Sinn Féin and Saoradh have clashed over the cancellation of a police ‘youth engagement’ event in Derry following criticism by the hardline republican political party.
Saoradh said it had been contacted by a number of concerned parents of children taking part in the event in Derry’s Guildhall “with the facilitation of British Crown Forces”.
“Pro-establishment parties and those within the Catholic Church would have us believe that Crown Forces are a normal part of our community,” Saoradh said.
“The only action these thugs take part in within our communities is the harassment and intimidation of the nationalist and republican people.”
The sinister involvement of British Army and RUC/PSNI in the activities of schoolchildren has long been a contentious issue across the North.
Local Saoradh representative, Paddy Gallagher, said children were being constantly harassed, intimidated, stopped and searched and even having their homes raided by British forces.

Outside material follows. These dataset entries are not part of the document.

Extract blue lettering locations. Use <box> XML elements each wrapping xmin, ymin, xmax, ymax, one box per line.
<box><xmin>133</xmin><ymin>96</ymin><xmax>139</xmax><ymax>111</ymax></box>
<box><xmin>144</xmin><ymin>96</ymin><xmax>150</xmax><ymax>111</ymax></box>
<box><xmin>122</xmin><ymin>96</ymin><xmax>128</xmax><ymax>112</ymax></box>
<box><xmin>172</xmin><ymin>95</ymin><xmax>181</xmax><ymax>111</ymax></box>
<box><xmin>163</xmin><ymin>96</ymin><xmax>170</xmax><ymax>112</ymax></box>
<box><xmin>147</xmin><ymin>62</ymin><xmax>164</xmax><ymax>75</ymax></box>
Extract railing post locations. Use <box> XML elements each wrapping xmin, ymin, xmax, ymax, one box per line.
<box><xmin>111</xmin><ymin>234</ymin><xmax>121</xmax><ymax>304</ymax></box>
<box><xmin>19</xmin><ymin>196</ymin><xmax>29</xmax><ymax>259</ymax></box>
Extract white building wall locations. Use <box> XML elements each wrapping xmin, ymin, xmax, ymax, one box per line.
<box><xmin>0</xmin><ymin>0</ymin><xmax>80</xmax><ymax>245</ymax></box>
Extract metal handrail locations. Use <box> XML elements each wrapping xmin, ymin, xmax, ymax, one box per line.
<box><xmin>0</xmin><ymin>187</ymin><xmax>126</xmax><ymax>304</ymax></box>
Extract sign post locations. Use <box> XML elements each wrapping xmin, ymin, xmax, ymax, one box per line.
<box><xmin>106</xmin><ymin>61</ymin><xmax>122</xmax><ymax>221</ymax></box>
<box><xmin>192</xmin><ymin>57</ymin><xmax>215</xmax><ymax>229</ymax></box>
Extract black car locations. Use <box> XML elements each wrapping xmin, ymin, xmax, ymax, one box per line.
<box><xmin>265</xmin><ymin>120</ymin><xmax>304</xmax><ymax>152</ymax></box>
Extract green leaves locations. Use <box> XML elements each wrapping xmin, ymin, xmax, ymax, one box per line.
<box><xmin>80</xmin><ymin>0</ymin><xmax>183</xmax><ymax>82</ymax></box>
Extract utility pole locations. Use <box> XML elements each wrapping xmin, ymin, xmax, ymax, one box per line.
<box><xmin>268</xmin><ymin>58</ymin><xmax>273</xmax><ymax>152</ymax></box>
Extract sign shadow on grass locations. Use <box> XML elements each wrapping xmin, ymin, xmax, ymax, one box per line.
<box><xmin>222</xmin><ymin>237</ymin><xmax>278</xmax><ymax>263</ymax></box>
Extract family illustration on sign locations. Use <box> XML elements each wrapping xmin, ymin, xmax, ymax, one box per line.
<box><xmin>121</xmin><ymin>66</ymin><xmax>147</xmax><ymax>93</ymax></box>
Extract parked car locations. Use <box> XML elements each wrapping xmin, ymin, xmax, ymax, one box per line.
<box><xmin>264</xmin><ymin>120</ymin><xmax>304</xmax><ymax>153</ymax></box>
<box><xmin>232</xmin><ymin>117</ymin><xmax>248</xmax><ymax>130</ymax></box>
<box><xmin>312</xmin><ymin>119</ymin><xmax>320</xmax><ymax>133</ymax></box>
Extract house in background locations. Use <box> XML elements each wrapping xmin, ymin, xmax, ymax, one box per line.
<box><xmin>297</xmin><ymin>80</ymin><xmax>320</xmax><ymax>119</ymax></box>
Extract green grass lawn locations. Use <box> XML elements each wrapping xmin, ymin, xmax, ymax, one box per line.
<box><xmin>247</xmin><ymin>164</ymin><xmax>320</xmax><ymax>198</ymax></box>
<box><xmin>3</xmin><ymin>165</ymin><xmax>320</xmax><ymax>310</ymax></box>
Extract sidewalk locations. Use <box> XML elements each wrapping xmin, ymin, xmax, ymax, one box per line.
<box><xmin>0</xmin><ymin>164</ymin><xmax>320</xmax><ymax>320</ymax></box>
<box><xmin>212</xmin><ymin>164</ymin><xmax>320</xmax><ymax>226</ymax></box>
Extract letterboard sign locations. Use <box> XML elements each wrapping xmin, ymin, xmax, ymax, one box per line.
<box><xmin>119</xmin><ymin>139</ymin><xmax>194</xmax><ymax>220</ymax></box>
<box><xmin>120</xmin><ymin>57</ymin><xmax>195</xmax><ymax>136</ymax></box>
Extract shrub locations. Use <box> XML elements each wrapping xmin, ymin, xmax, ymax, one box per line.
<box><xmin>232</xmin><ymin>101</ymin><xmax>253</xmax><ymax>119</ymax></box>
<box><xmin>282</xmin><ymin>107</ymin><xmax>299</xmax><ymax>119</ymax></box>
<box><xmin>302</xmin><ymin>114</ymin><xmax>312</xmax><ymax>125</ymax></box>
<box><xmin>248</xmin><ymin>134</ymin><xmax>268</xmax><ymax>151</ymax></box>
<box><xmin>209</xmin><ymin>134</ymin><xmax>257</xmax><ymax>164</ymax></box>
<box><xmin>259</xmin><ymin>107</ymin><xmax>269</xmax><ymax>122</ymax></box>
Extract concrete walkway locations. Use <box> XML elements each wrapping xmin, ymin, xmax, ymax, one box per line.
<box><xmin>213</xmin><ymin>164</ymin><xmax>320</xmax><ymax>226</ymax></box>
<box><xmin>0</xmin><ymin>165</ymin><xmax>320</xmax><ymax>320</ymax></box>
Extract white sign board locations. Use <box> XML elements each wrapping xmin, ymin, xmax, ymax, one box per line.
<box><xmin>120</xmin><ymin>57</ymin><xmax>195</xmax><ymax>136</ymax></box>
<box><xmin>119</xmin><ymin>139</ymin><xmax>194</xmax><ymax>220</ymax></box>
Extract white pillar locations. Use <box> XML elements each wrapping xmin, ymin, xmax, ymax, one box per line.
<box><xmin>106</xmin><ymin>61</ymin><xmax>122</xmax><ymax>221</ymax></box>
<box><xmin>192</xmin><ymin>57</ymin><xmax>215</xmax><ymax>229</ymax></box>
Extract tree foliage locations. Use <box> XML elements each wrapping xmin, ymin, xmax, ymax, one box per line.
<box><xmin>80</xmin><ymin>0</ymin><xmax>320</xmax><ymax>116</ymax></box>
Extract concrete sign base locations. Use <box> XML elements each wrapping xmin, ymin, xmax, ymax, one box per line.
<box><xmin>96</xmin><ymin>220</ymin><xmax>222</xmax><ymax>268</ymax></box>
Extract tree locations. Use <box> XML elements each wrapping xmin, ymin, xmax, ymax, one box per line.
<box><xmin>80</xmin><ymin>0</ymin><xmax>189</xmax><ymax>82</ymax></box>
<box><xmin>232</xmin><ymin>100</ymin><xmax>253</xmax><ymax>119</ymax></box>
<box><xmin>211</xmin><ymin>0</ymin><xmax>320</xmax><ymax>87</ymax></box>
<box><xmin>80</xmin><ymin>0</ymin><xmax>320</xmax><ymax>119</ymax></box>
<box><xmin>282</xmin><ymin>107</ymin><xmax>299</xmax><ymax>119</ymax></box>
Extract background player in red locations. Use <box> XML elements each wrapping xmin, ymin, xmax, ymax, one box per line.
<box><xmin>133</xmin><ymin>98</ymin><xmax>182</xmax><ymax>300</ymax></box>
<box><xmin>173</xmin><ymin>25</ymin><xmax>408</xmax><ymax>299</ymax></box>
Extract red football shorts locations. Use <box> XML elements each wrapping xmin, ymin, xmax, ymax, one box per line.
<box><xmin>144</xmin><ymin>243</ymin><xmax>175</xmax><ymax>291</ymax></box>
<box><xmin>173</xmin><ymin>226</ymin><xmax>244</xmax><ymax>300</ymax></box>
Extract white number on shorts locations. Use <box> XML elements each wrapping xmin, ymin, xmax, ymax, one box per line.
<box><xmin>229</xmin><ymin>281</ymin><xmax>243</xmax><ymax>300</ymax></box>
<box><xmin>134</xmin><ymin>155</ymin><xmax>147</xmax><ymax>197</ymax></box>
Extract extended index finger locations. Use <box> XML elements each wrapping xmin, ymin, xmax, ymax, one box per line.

He said: “It is of our opinion that youth clubs should be a neutral environment for children to flourish, develop and associate with their peers, not to be used as a political mechanism to adopt a broader acceptance of so called policing and normalisation within the Six Counties.”
After the youth club agreed to not take part in the planned event, Sinn Fein said the ‘forced cancellation’ was ‘entirely unacceptable’.
“It is disgraceful that a youth organisation seeking to provide a positive platform to young people should be forced to cancel it due to the actions of Saoradh,” they said.
“The fact that Saoradh refused to even engage with the youth club is typical of their failure to rationalise or defend their own actions.
“They should withdraw the threat to protest and allow the youth club to get on with the positive work they are doing within this community every day of the week.”
The incident is the latest in a public relations battle between the PSNI and Saoradh. Others have seen heated attacks on Saoradh by the PSNI’s publicity staff using social media
Saoradh said it was taking legal action after a string of defamatory posts by an anonymous PSNI Sergeant were directed at the organisation and their Newry representative Stephen Murney on Facebook.
Mr Murney’s legal representative, Darragh Mackin, from Phoenix Law stated, “It isn’t, and can never be, acceptable for the PSNI to use social media as a tool to attack and defame individuals and their political beliefs.
“Such attacks are a fundamental attack on our clients right to freedom of expression and as such we have made a complaint with the police ombudsman and have initiated legal action.”